The Wanderers are a fictional group of superheroes appearing in comics published by DC Comics. They first appeared as allies of the Legion of Super-Heroes in Adventure Comics #375 written by Jim Shooter, illustrated by Win Mortimer with a cover by Neal Adams. DC published a thirteen-issue series featuring the team in the late 1980s.

==Fictional history==
===Pre-Crisis===
In their first appearance, the Wanderers were introduced as a team of adventurers that had existed for several years before the Legion of Super-Heroes were formed. The team's symbol was a mandala which Celebrand wore across his neck. The Wanderers were:

- Celebrand – The leader and the group's strategist.
- Psyche – A "psychic vampire" who can manipulate and feed on emotions.
- Quantum Queen – Can manipulate and transform into quantum energy.
- Elvo – A master swordsman who wields an energy sword.
- Dartalg – An expert with blowguns and darts. Has several types of darts for use, such as exploding darts.
- Ornitho – Ornitho possesses wings in his default state and can transform into birds.
- Immorto – An expert marksman with a healing factor that renders him immortal.

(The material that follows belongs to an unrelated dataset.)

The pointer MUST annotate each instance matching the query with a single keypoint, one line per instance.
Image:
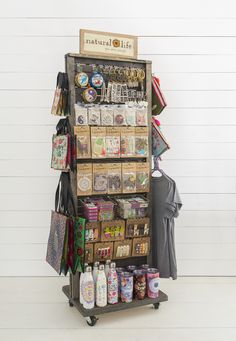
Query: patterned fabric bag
(56, 240)
(66, 241)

After meeting the Legion, the Wanderers are accidentally exposed to radiation from the Nefar Nebula which turns them evil. The Wanderers then steal a valuable gemstone and face the Legion in contests of strength. The Legion manage to figure out what had happened to the Wanderers and reverse the process. The two teams part as friends.

The Wanderers appear as guests at Duo Damsel and Bouncing Boy's wedding, and participate in the Legion's battle with Darkseid.

===Post-Crisis===
In June 1988, the Wanderers appeared in a self-titled series written by Doug Moench, which ran for thirteen issues. Original artist Steve Dillon redesigned the characters, but was replaced by Dave Hoover and Robert Campanella, who redesigned them again. In this series, all the Wanderers were killed and resurrected by Clonus, their Controller mentor, with upgraded powers and drastically different bodies. Celebrand is not able to be resurrected, with his cloning attempt failing.

- Dartalon (formerly Dartalg) gains quills across his body that can be fired as projectiles.
- Elvar (formerly Elvo) gains an energy sword that can trigger emotions in others.
- Re-Animage (formerly Immorto) can heal and resurrect others.
- Aviax (formerly Ornitho), Psyche, and Quantum Queen retain their original powers.

The new Wanderers go on to solve the murder of their original selves and become agents of the United Planets. On the group's final mission, Celebrand is successfully cloned back to life.

===2004 Legion===
In the "Threeboot", the Wanderers are a black ops superhero team created by the United Planets to battle the Dominators. All of the Wanderers except Lightning Lord (Mekt Ranzz) are killed fighting the Dominators. Mekt then recruits heroes such as Polar Boy, Inferno, White Witch, Nemesis Kid, and Plant Lad and recreates the team. The Wanderers join forces with the Legion to stop a Dominator invasion of the United Planets. After helping the Legion defeat the Dominators, the Wanderers are offered Legion membership by Supergirl, but flee when Mekt is arrested for mind-controlling the population of his home planet Winath. Other members of the team included a figure resembling Legion of Super-Villains member Tyr and the team's coordinator Tarik.

The members of this version of the Wanderers includes:
- Grav – An anti-grav acrobat.
- Inferno – Can generate heat and light.
- Jeyra Entinn – A Saturnian telepath.
- Kid Quake – Generates earthquakes.
- Kromak – Can graft body parts together.
- Mekt Ranzz – The team leader. Generates bio-electricity.
- Micro Lass – A giant who can shrink down to six feet.
- Nemesis Kid – Powers unknown.
- Physo – Powers unknown.
- Plant Lad – Can accelerate plant growth.
- Polar Boy – Can generate ice and slow molecular movement.
- Telekinesis – A telekinetic.
- Thoom – Possesses superhuman strength.
- Vrax Gozzl – A Coluan who possesses a tenth-level intellect.
- White Witch – Wields various forms of magic.

===Earth-247 Legion===
Following the events of Final Crisis: Legion of Three Worlds, the 1994 Legion, whose universe was destroyed in Infinite Crisis, travel the multiverse in an attempt to find and rescue survivors of other lost universes and take the name "the Wanderers".